I just love developing web applications and so left my job of Training and shifted to programming. I selected asp.net as that is the technology here in India were jobs are easily available(compared to PHP).
But I kind of feel tied up when using .NET. So to explore more I have decided to learn PHP too.
Now my dilemma is, I want to continue with Asp.net (at least for now) and at the same time become a pro in PHP also. Is it possible to master two different technologies simultaneously . Someone suggested me to learn asp.net mvc. But I feel I should explore open source also as it’ll help me to widen my horizon of programming when developing applications in future.
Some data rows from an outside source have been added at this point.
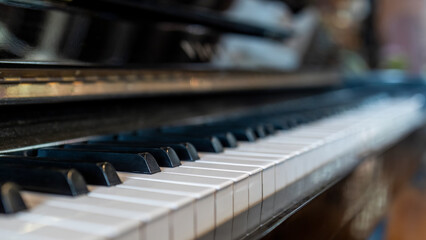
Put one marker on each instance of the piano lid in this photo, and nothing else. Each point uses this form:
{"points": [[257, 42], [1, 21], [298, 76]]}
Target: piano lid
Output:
{"points": [[117, 48]]}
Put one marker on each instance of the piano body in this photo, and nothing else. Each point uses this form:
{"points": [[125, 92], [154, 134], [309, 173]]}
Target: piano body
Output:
{"points": [[180, 119]]}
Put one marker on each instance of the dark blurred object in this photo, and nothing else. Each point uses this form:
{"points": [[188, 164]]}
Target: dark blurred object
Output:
{"points": [[297, 5]]}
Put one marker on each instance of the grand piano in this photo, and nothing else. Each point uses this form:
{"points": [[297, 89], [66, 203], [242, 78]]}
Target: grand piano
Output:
{"points": [[180, 119]]}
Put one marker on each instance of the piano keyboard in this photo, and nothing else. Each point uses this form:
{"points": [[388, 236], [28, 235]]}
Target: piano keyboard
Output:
{"points": [[213, 181]]}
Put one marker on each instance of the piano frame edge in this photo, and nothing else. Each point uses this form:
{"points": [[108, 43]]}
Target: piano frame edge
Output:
{"points": [[20, 85]]}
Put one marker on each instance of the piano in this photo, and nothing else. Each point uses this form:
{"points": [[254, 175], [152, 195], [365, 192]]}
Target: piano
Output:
{"points": [[179, 119]]}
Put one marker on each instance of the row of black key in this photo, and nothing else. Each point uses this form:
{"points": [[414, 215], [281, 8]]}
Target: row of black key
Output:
{"points": [[66, 169]]}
So should I stick to asp.net for now and pursue PHP after some time Or can I go about learning both simultaneously??
ASP.NET can be very alien to those that solely develop with HTML and PHP. I like the power you get from having ASP.NET handle certain parts of your site, because in reality there’s only so much you’d do with text boxes; besides, you can use CSS on them and they render as HTML any way.
Of course, you can learn both at the same time, and any notion that you cannot learn two things at once is complete nonsense. However, given current trends in the market and your initial taste for ASP.NET I would recommend that you learn ASP.NET (Webforms and MVC) and Python/Django instead of PHP. Python is far more developer-friendly and it is tipped to be the language of choice above PHP over the next five or ten years.
I think it comes down to the preference… for me, I rather learn one technology at a time. I feel learning MVC framework will get you higher paying job…though I can’t say the job will be easier to find than asp.net. But, if you’re looking in learning curve difficulty point of view then I’d start with PHP. However, I’m more incline that you follow Microsoft shop since you already know asp.net.